An Ohio legislative task force, charged with exploring the possibility of increasing the state’s severance tax on unconventional oil and natural gas production, issued a 56-page report on Thursday that failed to recommend a new rate and instead cautioned that any hikes should be slowly phased in.

The report acknowledged that the oil and gas industry is “under financial duress,” with lawmakers asserting that exploration and production companies can ill afford new taxes at a time when oil and gas prices show no signs of a rebound. The report included roughly one page of recommendations and suggested establishing benchmarks, or triggers, that would have to be met before any rate hikes could be implemented. It stopped short of detailing the triggers, though.

The task force’s work is part of Ohio’s 2020 Tax Policy Study Commission, which is also exploring a flat income tax and examining tax credits and exemptions, among other things. The commission was created with a provision in the state’s latest biennial budget. Over the summer, after lawmakers failed to reach a compromise on the severance tax for inclusion in the budget, Republican leaders from the Ohio House and Senate said the task force would be created to generate more information for the general assembly to use in passing a higher rate (see Shale Daily, June 16).

Its report was due Oct. 1, but the budget provision establishing the commission did not take effect until late last month, which delayed the work. State Sen. Bob Peterson, a member of the task force and a co-chairman of the broader commission, told news media the group would not recommend a higher rate unless it was delayed and phased in.

Republican Gov. John Kasich, who since taking office in 2011 has proposed increasing the severance tax on several occasions by anywhere from 1.5-6.5% to help offset income taxes, called the task force’s work “disappointing” and said in a statement he would continue to push for an increase (see Shale Daily, Feb. 3). Ohio currently has one of the lowest severance taxes in the country, charging 20 cents/bbl for oil and 3 cents/Mcf for natural gas.

In its report the study group did say, however, that “Ohio’s total tax burden on the oil and gas industry is lower than or as low as every other state with a severance tax.”

But it cautioned against increasing the rate anytime soon, stressing in its report that the state “should not expect to see a new revenue stream materialize overnight until market conditions improve.” It added that any new revenue from an increased tax should be redirected to impacted communities; used to offset income taxes and to stimulate the state economy.

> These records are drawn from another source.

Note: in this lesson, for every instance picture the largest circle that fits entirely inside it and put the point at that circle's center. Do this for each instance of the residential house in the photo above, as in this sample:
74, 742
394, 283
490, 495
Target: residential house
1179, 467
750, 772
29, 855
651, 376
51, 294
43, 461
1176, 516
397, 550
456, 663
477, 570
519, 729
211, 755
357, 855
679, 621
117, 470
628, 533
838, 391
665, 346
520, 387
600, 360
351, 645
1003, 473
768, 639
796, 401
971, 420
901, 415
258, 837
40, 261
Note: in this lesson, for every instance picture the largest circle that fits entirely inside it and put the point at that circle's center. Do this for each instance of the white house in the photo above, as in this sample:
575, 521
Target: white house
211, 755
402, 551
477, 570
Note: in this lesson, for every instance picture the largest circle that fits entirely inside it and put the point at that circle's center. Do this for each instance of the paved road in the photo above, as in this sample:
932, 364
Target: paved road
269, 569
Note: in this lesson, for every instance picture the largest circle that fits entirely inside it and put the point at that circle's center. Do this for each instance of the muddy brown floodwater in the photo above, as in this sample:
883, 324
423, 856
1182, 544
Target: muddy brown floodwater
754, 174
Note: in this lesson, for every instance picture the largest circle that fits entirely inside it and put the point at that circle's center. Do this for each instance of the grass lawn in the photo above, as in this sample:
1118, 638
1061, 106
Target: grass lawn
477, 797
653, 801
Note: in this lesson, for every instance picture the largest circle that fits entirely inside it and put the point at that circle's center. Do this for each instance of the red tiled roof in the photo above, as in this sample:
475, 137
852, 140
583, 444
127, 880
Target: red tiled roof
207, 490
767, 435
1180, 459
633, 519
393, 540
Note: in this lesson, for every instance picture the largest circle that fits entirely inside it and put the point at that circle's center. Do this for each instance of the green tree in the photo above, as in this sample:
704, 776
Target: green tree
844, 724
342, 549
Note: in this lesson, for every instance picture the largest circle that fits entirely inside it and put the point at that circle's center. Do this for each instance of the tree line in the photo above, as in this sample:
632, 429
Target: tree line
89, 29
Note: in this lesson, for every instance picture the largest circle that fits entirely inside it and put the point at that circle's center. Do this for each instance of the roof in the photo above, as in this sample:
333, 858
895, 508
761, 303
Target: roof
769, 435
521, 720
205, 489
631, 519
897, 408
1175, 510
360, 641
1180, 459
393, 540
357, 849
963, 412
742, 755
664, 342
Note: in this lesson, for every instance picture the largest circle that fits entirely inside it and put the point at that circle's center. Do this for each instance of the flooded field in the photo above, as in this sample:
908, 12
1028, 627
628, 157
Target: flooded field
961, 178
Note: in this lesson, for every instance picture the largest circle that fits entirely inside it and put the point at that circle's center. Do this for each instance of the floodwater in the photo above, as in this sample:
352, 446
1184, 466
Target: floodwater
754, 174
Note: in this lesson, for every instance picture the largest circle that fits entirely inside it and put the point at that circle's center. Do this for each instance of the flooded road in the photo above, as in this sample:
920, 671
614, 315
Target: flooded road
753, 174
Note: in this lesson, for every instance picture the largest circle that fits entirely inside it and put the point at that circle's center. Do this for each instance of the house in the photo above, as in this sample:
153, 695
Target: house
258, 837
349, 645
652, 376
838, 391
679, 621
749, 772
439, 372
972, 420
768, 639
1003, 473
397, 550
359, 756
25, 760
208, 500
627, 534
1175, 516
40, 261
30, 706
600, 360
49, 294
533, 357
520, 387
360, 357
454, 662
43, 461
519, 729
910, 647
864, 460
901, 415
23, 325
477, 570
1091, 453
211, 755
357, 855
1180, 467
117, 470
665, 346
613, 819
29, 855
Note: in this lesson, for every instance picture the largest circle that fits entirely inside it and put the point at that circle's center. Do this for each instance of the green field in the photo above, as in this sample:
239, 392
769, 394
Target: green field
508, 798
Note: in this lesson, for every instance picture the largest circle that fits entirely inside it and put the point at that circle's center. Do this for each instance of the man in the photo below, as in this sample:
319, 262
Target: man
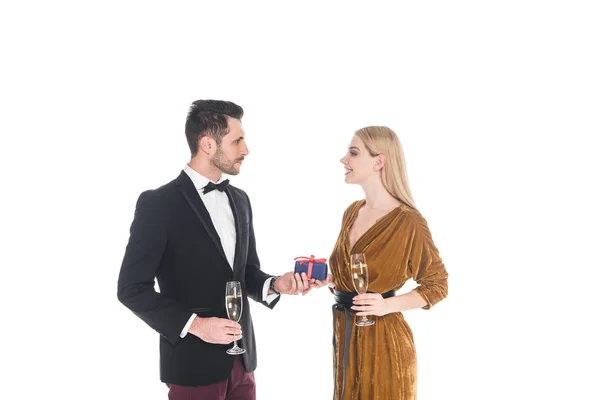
193, 235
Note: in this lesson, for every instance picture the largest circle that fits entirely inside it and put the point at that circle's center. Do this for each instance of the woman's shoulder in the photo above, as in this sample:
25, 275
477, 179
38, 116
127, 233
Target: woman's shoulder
413, 215
351, 209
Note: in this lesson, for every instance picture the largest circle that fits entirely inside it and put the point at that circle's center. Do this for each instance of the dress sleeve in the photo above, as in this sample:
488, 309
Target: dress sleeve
426, 266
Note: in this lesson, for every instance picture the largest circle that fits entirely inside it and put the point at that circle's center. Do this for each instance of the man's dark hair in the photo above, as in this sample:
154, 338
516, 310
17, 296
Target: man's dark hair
209, 117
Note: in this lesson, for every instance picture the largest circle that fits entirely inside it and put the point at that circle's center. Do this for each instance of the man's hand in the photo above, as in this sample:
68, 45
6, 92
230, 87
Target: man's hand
293, 283
216, 330
319, 284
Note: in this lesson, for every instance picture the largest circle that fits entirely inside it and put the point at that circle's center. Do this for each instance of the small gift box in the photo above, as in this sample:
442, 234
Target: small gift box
313, 267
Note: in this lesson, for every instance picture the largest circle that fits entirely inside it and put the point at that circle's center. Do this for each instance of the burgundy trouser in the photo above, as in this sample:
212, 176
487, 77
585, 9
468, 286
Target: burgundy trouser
239, 385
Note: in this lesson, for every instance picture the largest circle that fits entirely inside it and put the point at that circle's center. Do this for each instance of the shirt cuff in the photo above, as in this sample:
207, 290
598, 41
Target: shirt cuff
186, 328
268, 298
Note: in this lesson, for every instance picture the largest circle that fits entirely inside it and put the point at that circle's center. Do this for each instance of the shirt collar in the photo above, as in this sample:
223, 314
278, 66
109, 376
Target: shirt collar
198, 179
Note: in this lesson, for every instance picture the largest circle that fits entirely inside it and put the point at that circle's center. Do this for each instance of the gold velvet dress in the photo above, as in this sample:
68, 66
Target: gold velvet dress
381, 359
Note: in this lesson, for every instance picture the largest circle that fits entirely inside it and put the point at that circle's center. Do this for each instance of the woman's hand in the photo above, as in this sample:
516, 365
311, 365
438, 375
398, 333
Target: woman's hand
370, 304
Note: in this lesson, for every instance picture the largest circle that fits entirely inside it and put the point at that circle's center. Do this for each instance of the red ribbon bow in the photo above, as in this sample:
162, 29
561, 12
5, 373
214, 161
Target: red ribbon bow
310, 260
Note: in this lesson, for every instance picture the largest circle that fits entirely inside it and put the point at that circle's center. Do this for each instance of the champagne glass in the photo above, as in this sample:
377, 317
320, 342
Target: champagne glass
233, 304
360, 279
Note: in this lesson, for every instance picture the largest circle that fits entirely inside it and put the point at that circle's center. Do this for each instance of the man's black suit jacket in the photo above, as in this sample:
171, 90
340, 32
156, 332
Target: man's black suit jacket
173, 239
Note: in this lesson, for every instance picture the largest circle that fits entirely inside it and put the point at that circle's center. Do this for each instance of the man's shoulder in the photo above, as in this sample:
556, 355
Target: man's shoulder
160, 194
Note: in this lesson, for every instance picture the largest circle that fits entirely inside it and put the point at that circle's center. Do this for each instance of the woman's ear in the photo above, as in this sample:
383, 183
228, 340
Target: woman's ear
379, 162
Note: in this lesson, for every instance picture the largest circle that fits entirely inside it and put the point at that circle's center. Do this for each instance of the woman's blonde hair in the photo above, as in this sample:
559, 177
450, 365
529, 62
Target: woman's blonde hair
383, 140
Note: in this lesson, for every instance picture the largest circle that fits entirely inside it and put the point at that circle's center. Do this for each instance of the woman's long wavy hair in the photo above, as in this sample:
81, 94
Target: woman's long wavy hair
383, 140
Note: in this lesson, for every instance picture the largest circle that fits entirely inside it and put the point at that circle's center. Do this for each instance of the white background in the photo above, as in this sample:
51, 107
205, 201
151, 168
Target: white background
497, 106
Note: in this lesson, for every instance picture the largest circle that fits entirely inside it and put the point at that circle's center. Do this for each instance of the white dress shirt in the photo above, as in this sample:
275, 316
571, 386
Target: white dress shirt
219, 209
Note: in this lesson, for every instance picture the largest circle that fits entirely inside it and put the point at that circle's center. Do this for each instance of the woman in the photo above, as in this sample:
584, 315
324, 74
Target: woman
379, 361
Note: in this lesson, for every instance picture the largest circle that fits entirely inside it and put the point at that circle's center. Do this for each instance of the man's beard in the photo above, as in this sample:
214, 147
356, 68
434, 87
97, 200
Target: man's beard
226, 166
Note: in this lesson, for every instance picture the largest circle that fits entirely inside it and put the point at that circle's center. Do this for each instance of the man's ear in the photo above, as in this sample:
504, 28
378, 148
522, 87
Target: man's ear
206, 144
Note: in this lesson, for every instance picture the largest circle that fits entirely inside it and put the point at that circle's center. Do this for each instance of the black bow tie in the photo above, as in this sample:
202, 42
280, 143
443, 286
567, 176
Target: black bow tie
211, 186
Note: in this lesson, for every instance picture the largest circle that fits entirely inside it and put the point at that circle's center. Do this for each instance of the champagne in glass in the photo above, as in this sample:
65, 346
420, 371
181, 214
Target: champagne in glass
233, 305
360, 279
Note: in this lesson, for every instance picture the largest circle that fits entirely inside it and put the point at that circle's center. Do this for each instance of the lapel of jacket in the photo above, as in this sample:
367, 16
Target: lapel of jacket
189, 192
238, 229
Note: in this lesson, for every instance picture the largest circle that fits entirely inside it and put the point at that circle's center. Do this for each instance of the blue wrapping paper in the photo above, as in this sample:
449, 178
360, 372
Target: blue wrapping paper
316, 266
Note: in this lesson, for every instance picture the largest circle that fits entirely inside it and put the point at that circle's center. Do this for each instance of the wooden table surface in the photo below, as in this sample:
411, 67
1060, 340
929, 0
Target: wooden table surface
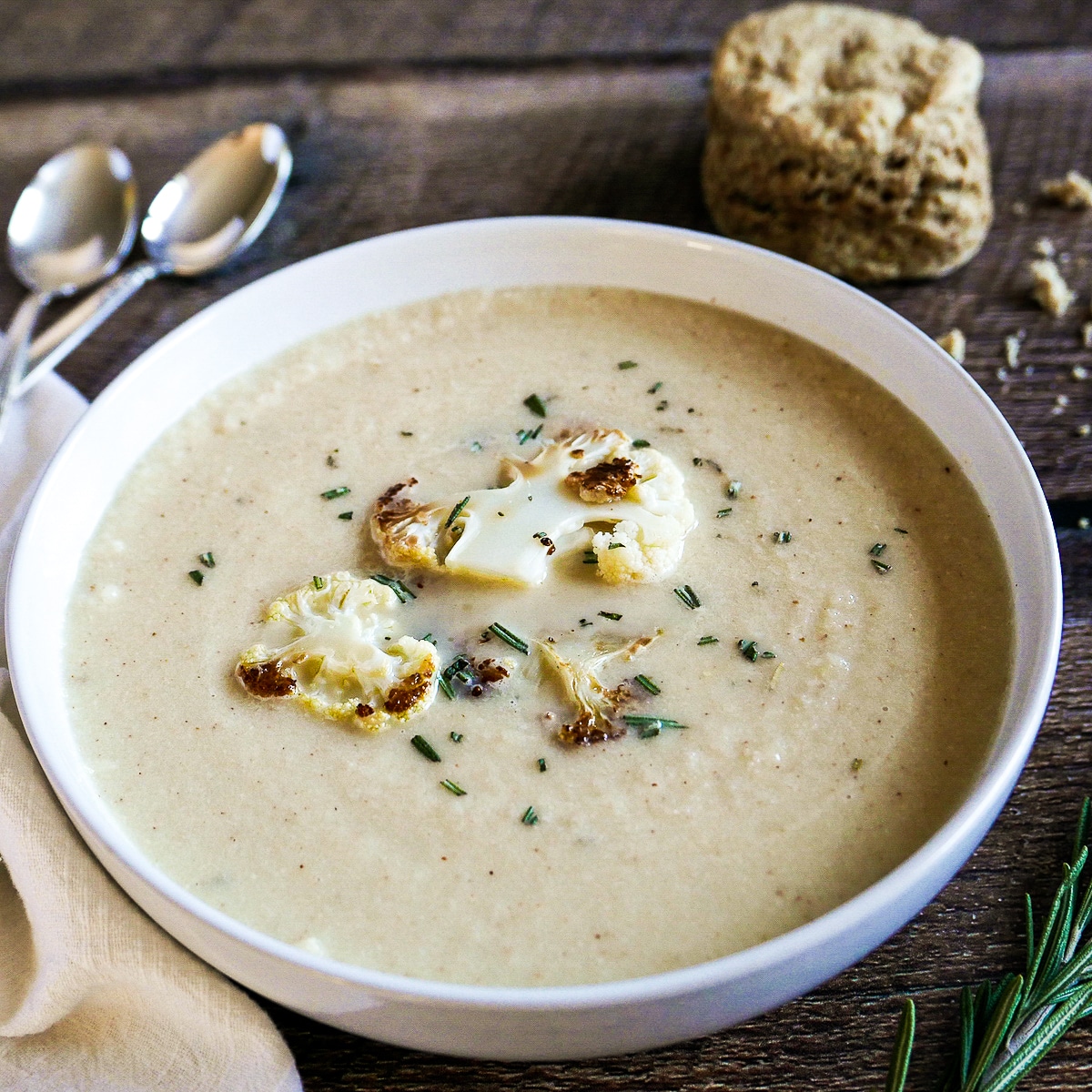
412, 112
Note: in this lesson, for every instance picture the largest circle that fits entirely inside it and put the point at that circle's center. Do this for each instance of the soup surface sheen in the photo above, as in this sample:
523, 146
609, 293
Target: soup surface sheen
801, 779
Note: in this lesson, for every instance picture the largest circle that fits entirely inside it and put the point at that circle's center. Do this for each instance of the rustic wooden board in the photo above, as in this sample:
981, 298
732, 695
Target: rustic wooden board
383, 153
396, 147
59, 42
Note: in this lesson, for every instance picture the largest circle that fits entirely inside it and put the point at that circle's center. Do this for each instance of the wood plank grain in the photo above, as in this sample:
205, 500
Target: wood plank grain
383, 153
836, 1037
47, 42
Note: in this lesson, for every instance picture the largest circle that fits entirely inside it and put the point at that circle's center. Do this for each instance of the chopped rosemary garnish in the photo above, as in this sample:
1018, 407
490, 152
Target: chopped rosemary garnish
509, 638
426, 748
689, 598
454, 512
396, 585
652, 722
1008, 1026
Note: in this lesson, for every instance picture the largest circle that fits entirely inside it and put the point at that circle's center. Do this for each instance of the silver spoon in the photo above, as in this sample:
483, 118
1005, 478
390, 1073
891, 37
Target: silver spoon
72, 225
212, 210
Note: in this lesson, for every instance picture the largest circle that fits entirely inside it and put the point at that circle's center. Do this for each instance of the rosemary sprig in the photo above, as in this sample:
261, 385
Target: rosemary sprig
1008, 1026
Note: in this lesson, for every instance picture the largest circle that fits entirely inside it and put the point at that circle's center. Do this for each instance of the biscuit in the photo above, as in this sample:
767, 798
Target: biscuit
849, 139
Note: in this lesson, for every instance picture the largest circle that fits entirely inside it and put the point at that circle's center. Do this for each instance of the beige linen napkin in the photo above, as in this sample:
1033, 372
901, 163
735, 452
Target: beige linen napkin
93, 995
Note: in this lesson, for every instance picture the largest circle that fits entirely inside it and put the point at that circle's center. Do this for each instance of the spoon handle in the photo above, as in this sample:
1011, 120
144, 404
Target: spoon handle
15, 354
55, 343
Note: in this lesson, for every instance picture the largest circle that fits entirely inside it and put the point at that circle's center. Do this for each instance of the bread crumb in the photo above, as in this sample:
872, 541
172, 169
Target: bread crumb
1051, 290
1013, 349
955, 344
1074, 191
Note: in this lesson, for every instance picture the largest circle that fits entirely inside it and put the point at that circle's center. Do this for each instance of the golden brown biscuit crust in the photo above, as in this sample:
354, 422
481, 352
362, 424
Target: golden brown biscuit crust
849, 139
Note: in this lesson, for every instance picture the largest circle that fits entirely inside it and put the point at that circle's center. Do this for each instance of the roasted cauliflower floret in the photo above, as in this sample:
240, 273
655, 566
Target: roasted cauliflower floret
598, 707
632, 500
336, 652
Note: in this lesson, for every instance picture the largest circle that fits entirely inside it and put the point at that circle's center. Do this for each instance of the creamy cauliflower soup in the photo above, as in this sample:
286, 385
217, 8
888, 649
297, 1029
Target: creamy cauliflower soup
607, 748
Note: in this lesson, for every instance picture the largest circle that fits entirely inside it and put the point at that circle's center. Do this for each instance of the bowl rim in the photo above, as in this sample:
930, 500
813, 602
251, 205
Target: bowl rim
977, 811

Shawn Bennett, executive vice president of the Ohio Oil and Gas Association, commended the task force’s findings and said his organization supports its recognition of the downturn in the industry.

“OPEC continues to manipulate the market in an effort to stifle the industry’s ability to continue investing in development, and we face an increasingly unpredictable and costly regulatory system at the federal level,” Bennett said. “Increasing regulations or taxes at this time would have a significant negative impact on the workers, landowners, businesses and industries throughout the state related to oil and gas development.”

The report is now expected to be considered by the broader tax policy commission as it works on its own recommendations for the state legislature.